It may sound puerile and tasteless. And, maybe it was. But it was still hilarious. Jon Stewart's encyclopedic wit and perfect timing ensured that nearly every anecdote had the audience in stitches. Stewart also varied the pace and nature of his comedy, mixing improvisation, audience engagement, one-liners and carefully crafted, albeit somewhat graphic, anecdotes. Much of Stewart's material cannot be printed in this paper.

Stewart's core audience are left-leaning 20- and 30-somethings with a penchant for irony. “My real fans are the ones sitting in the back tonight. They're unemployable.” But many of the audience members in the front rows Saturday were older. There was an element of the sweet science to the early part of the performance, as Stewart felt out the audience like a boxer feeling out his opponent in the early rounds.

Wearing black pants, a v-neck sweater and black oxford shoes, Stewart fired of a few barbs at President Bush (“Imagine being drunk until you're 40 and then just waking up one day and saying, “Time to be President”) and military terminology. “Saddam has ‘weapons of mass destruction.' But what are our weapons? Weapons of love? When we bomb a country do the people go ‘mmmm...do you smell cinnamon?”
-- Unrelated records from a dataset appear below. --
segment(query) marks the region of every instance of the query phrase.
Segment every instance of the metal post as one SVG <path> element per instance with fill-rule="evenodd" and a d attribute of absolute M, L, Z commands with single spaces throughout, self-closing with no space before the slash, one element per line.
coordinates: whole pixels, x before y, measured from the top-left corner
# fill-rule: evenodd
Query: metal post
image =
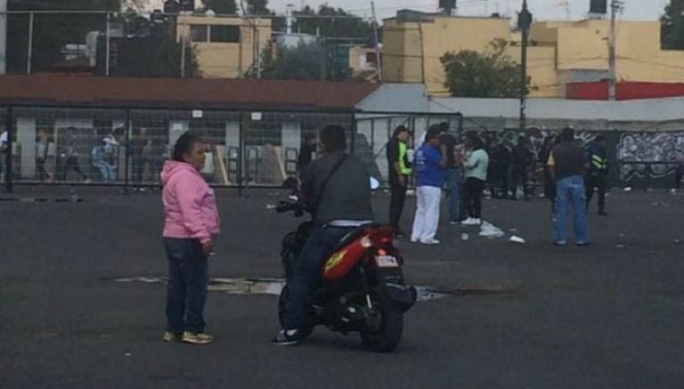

Over the course of the night, Stewart touched on religion, computers, gays in the military, the Boy Scouts, and the hypocrisy of prohibiting condom ads on the same networks that advertise beer. “How many people do you know that had sex after having too many condoms at a party?”
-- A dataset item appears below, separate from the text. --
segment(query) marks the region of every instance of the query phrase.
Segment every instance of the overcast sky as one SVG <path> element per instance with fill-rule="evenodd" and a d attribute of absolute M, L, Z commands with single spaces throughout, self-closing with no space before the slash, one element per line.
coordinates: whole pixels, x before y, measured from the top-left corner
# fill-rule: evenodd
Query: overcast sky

One of the evening's best observations concerned violence in schools. Stewart said that students should have to take a mandatory trip to a 20-year high school reunion to learn that cliques and popularity don't matter: “See that guy crying over there. He was the captain of the football team. Now, the only place they call him ‘captain' is at Long John Silver's.”
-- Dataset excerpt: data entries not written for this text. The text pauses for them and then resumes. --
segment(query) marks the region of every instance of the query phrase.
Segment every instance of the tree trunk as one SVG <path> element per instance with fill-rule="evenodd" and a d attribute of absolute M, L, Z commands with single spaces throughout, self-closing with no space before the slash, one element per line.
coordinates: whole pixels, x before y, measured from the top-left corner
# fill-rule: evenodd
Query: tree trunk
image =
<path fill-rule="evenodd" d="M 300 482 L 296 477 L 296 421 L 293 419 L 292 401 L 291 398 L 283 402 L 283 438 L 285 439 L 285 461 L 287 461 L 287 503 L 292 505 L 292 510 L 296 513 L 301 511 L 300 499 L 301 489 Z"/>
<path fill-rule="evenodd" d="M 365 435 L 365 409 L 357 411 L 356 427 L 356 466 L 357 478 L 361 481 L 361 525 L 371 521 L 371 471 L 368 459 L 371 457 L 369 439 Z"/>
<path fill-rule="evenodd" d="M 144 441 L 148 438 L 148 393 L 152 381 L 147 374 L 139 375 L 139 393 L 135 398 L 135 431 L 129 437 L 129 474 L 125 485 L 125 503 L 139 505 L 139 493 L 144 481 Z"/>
Later, Stewart recalled how difficult it was to quit smoking. “I was only 175 Marlboro Miles away from getting the boat.” Another incisive comment concerned the marketing of The Computer Age. “You had to call it ‘the computer age' to make it sound exciting. You couldn't just call it ‘Sit on your ass and type.” Stewart ended the evening by saluting as the stereo played Procul Harum's “Whiter Shade of Pale.” Stewart left no doubts about his wit or wisdom. But he showed that he is a different comedian when not contained within the four corners of a television screen.